Sur le champ à la fois stratégique et tactique, Xavier Guihlou souligne l’importance de changer les paramètres des armées, dont on doit pouvoir disposer dans le contexte d’un retour brutal à la guerre de haute intensité, dévoreuse d’hommes, de munitions et de moyens (rubrique Défense).
Si la notion de cohésion nationale peut permettre un sursaut face à des menaces protéiformes, le constat en France, pour Éric Stemmelen, est préoccupant, en raison d’une insécurité grandissante dont il identifie les raisons (rubrique Sécurité).
La guerre se porte aussi avec force dans le domaine économique. Elle est même intense et soutenue. Christian Harbulot nous en explique les caractéristiques (rubrique Economie).
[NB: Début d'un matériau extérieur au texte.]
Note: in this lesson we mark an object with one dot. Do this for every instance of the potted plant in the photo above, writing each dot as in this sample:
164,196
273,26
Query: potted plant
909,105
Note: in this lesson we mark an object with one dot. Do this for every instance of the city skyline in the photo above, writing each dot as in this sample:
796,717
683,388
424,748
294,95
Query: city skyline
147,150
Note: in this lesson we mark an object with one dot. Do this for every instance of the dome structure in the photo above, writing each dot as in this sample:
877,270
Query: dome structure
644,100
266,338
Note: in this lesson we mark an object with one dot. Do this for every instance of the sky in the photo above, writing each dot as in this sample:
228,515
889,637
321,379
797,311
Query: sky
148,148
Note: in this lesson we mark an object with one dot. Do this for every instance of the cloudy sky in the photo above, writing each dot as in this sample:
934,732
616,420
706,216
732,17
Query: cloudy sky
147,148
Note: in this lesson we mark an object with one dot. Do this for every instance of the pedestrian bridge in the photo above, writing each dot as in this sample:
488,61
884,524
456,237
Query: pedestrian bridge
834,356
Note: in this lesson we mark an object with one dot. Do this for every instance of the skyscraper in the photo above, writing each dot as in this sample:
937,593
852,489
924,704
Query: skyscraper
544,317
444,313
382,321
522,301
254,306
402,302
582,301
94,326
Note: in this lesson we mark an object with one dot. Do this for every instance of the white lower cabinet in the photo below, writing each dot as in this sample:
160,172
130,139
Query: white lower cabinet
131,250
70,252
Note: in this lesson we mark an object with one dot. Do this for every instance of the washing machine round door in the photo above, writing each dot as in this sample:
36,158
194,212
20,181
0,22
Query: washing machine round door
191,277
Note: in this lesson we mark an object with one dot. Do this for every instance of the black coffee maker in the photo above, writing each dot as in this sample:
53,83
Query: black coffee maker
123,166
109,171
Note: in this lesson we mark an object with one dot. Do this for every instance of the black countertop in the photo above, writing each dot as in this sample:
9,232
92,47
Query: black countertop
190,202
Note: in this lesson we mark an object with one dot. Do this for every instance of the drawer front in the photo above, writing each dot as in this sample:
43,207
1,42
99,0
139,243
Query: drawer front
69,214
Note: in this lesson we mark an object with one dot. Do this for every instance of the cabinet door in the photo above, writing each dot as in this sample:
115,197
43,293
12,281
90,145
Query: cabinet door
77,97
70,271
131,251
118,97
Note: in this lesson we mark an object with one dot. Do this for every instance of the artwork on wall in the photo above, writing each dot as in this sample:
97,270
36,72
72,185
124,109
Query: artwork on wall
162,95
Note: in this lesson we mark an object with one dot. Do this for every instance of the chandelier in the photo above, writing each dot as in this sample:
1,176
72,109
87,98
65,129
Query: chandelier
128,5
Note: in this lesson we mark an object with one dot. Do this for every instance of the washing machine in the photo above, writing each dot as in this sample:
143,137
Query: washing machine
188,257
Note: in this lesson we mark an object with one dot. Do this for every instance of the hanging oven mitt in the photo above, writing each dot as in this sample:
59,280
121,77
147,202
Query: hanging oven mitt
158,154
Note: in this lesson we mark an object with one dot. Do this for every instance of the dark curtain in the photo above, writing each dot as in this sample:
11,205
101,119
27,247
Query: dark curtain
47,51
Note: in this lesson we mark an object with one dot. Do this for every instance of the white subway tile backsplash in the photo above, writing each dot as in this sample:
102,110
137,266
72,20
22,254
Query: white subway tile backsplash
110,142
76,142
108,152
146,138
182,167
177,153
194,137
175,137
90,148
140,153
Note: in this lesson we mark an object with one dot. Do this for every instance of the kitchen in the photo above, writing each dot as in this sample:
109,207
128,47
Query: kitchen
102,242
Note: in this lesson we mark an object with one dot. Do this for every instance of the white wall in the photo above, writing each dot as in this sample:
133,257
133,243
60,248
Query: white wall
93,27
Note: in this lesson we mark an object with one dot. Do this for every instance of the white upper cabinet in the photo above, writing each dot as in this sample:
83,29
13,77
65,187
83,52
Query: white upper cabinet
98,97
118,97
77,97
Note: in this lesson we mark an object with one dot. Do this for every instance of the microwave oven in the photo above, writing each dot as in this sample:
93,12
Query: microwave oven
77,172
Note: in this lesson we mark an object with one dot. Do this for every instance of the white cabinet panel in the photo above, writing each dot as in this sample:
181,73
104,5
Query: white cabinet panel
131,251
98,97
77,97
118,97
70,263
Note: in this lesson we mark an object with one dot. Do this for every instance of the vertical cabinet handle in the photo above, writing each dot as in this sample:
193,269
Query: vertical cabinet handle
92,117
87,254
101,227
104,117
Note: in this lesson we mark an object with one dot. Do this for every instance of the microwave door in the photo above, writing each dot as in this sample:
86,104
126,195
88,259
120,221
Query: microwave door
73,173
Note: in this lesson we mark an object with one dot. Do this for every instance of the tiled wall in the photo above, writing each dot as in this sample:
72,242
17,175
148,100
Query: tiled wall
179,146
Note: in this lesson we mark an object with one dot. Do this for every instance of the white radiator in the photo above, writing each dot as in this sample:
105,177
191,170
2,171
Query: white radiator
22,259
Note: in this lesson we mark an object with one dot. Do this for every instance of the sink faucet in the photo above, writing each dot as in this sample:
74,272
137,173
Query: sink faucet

Dans la rubrique Livre, nous attirons votre attention sur un roman de Thierry Battmann, Le rescapé de Coc Xa, récit situé au cœur de la guerre d’Indochine, au plus près des Hmongs, ethnie montagnarde qui finit abandonnée par la France, mais pas par certains combattants français, dans un combat ultime.
Dans la rubrique Vidéo, nous présentons les perspectives 2023 telles que les imagine, Pascal Boniface, le directeur de l’IRIS ; des hypothèses parfois pleines de promesses, mais , hélas pas toujours.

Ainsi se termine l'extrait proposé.